In the historical context of the Swedish welfare state, we will here discuss philanthropy as an economic expression of pluralism, which may be interpreted as historically antithetical to democratic practice in Sweden. We will hypothesize what an expansion and development of philanthropy could mean for the idea of the “people’s home” [folkhemmet] that was the bedrock of the Swedish welfare state, and still continues to inform much of civil society-state relations in Sweden. The “people’s” home in this context is understood as a political project of expanding democracy –a universally conceived right to participate and influence – from the sphere of politics to encompass economic and social relations in society. In other words, democracy in the Swedish context is understood as a broad and active form of citizenship for all citizens alike.

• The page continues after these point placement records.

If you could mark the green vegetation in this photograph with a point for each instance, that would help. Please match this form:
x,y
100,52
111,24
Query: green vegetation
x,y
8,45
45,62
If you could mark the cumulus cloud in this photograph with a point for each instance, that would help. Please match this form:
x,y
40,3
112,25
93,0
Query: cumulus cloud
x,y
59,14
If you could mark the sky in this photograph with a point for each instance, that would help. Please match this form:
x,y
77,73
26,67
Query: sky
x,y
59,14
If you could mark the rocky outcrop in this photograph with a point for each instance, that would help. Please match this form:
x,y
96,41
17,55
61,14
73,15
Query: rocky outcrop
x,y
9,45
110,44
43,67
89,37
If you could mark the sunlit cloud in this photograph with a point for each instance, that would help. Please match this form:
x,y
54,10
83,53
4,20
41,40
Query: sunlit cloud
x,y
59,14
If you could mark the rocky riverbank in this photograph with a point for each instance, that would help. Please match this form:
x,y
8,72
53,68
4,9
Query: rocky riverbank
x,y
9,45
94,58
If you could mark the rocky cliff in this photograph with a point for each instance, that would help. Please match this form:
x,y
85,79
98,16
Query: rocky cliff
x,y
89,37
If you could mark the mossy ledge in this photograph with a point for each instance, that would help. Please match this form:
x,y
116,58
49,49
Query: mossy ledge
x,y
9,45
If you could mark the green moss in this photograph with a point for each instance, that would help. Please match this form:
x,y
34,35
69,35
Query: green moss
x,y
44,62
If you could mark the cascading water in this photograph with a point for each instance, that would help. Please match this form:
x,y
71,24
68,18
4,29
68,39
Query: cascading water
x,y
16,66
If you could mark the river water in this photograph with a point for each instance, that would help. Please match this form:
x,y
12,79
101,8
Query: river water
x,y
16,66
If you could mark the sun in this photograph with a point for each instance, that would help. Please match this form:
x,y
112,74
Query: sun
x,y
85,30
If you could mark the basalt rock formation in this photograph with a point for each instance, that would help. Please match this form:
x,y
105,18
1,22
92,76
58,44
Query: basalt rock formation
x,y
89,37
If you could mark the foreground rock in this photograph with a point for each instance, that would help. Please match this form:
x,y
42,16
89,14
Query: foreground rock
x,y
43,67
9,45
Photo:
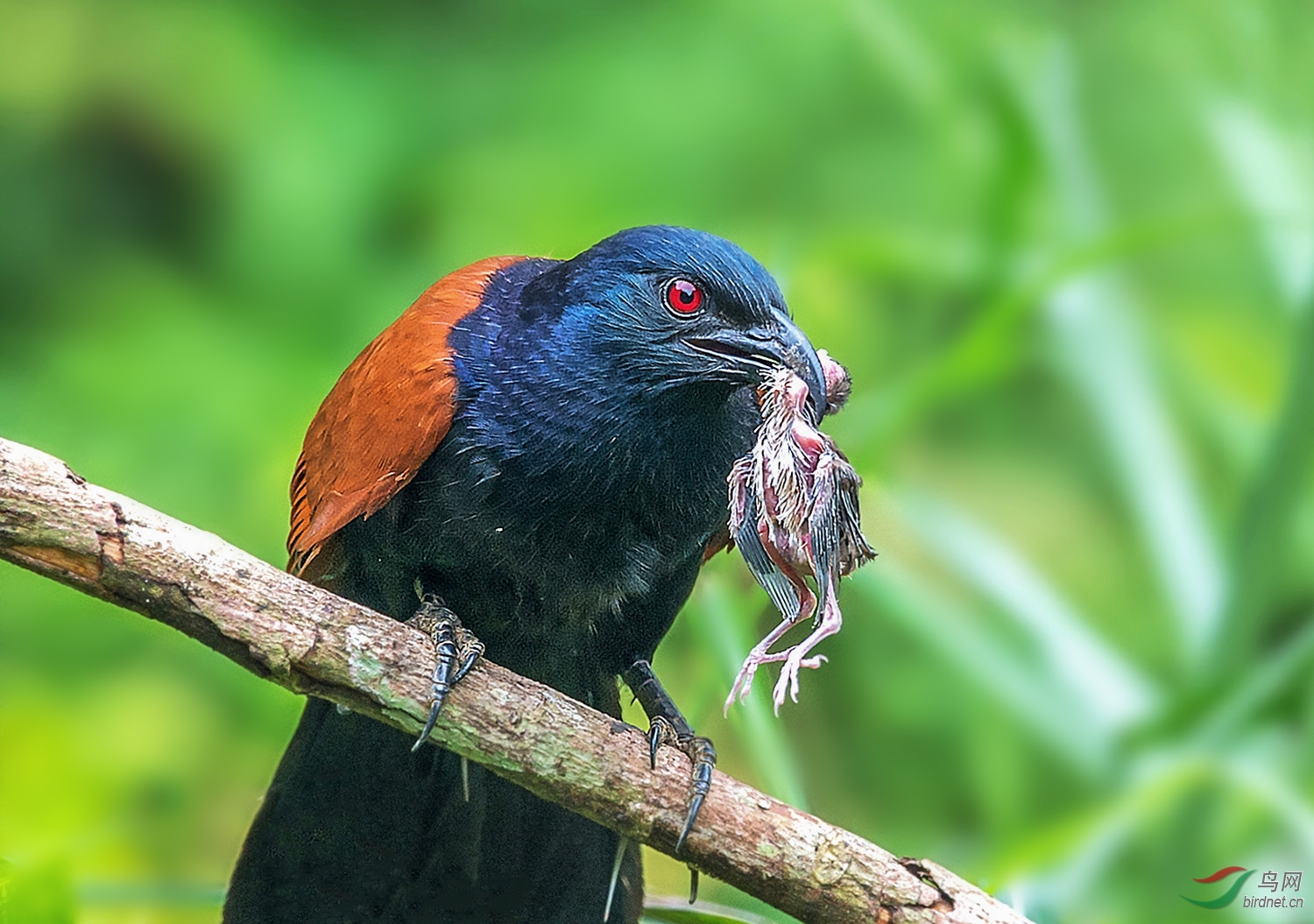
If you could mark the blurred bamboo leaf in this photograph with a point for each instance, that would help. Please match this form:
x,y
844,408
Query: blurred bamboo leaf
x,y
1108,690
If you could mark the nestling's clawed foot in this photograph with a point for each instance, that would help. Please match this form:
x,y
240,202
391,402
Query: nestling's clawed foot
x,y
455,648
668,727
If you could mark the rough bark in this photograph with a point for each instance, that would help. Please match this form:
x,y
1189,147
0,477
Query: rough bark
x,y
297,635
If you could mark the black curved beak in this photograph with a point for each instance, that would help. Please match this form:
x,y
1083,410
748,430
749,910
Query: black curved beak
x,y
762,347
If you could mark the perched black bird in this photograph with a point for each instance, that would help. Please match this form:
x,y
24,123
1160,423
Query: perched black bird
x,y
541,447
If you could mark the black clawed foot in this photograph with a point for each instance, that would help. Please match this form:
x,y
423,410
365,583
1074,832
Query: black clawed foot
x,y
456,651
703,758
668,727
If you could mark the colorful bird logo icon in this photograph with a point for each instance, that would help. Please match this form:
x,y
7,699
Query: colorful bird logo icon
x,y
1230,895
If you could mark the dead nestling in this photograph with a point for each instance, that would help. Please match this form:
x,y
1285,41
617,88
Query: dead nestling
x,y
794,516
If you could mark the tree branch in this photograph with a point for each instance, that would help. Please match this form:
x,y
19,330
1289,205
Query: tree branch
x,y
312,642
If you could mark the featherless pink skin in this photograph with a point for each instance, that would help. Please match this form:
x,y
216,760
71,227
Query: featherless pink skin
x,y
794,498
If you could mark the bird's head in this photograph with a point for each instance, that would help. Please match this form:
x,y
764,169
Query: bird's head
x,y
670,307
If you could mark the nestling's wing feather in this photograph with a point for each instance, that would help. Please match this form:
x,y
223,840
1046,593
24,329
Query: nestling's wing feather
x,y
386,414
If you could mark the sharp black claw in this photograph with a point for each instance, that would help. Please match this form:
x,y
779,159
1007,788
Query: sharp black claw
x,y
455,648
669,727
653,743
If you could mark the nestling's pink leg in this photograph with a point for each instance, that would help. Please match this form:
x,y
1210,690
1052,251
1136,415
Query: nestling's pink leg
x,y
756,658
796,656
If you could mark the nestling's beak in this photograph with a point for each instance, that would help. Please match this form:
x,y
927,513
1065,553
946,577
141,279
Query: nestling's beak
x,y
762,347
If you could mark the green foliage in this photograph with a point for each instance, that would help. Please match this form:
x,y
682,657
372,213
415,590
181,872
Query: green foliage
x,y
1064,249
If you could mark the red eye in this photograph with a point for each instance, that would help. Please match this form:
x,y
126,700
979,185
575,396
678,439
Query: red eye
x,y
683,297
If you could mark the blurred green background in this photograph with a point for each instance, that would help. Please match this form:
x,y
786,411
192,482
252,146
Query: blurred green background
x,y
1066,250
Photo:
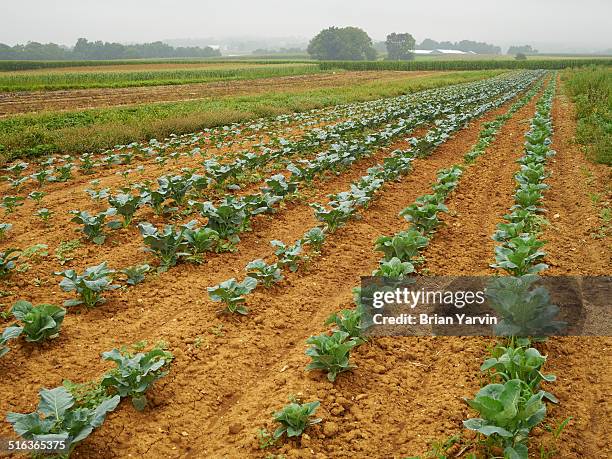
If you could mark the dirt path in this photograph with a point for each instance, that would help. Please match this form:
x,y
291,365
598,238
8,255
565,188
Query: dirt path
x,y
38,101
583,365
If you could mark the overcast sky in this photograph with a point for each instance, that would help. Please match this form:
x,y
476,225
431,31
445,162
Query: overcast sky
x,y
583,23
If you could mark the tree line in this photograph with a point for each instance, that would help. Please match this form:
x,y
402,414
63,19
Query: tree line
x,y
98,50
353,43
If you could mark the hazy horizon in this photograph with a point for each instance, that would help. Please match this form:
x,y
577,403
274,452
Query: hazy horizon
x,y
553,26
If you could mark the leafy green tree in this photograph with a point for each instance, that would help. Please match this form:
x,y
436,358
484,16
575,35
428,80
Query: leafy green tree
x,y
526,49
348,43
400,46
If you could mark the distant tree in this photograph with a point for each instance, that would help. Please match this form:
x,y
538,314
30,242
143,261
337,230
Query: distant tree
x,y
463,45
400,46
525,49
348,43
429,44
84,49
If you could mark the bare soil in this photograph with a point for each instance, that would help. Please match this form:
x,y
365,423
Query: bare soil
x,y
75,99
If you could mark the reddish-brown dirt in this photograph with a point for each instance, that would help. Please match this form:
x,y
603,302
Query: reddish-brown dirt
x,y
231,373
36,101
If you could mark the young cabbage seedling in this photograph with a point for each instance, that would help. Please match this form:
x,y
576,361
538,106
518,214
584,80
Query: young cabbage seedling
x,y
331,353
295,418
9,203
126,205
404,245
8,260
232,294
60,419
264,273
89,286
4,228
8,334
135,374
348,321
44,214
168,245
93,225
314,237
507,417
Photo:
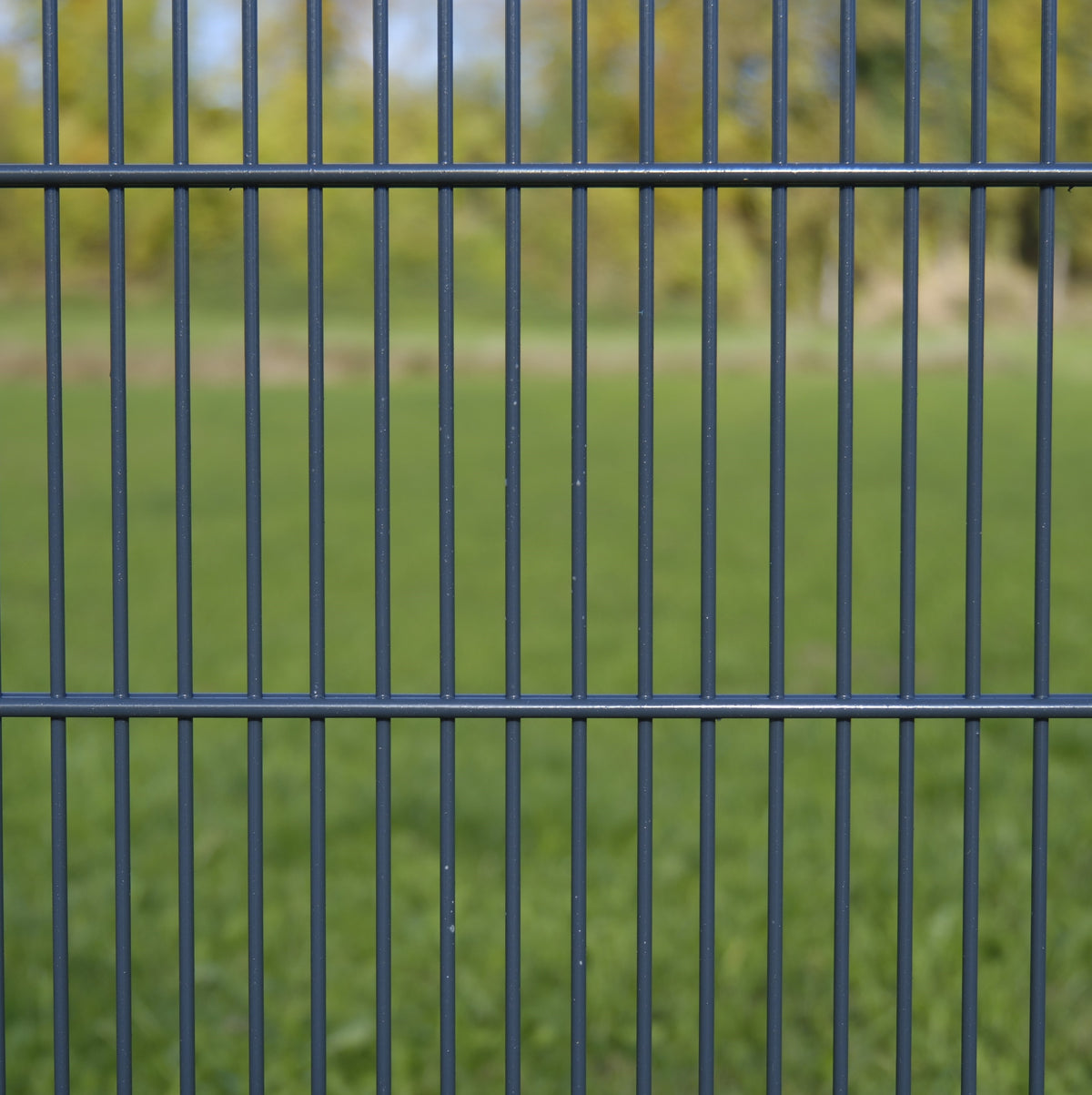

Over the major part of the 20th century, during the construction and heyday of the welfare state, Swedish civil society at large, and philanthropy in particular, worked in tandem with the state. The Swedish welfare state, contrary to the common belief, did not eradicate civil society, but it was most active in areas such as culture, sports, and opinion building and tended to stay away from the core welfare services of education, medicine, and support of groups such as the elderly and unemployed. While citizens contributed primarily with their time and resources to shape culture, sports, and opinion building, core welfare services were subject to public funding. This public funding of universal welfare services and social rights created an expanding neutral and secular space for the exercise of citizens’ political, economic, and cultural rights; emancipating the citizens from traditional bonds of subjugation whether social, economic, or cultural in nature. One of the most conspicuous examples of this emancipation policy was the establishment of something called the wage-earner funds in 1983. The wage-earner funds aimed to empower the workers and give them – in addition to their old right to oppose capital with a strike – also the possibility to influence private employers by investment through their unions. Workers’ ability to take part in steering economic development came to be known as economic democracy. The idea of economic democracy was closely allied with the overall aim of the welfare state to balance inequalities in society. The aim was not primarily that of compensation of economic inequalities by redistribution, but rather by emancipating the individual citizen from different relations of dependency. This created a bond between the individual citizen and the neutral and secular state that guaranteed the individuals’ liberty and means to exercise their rights.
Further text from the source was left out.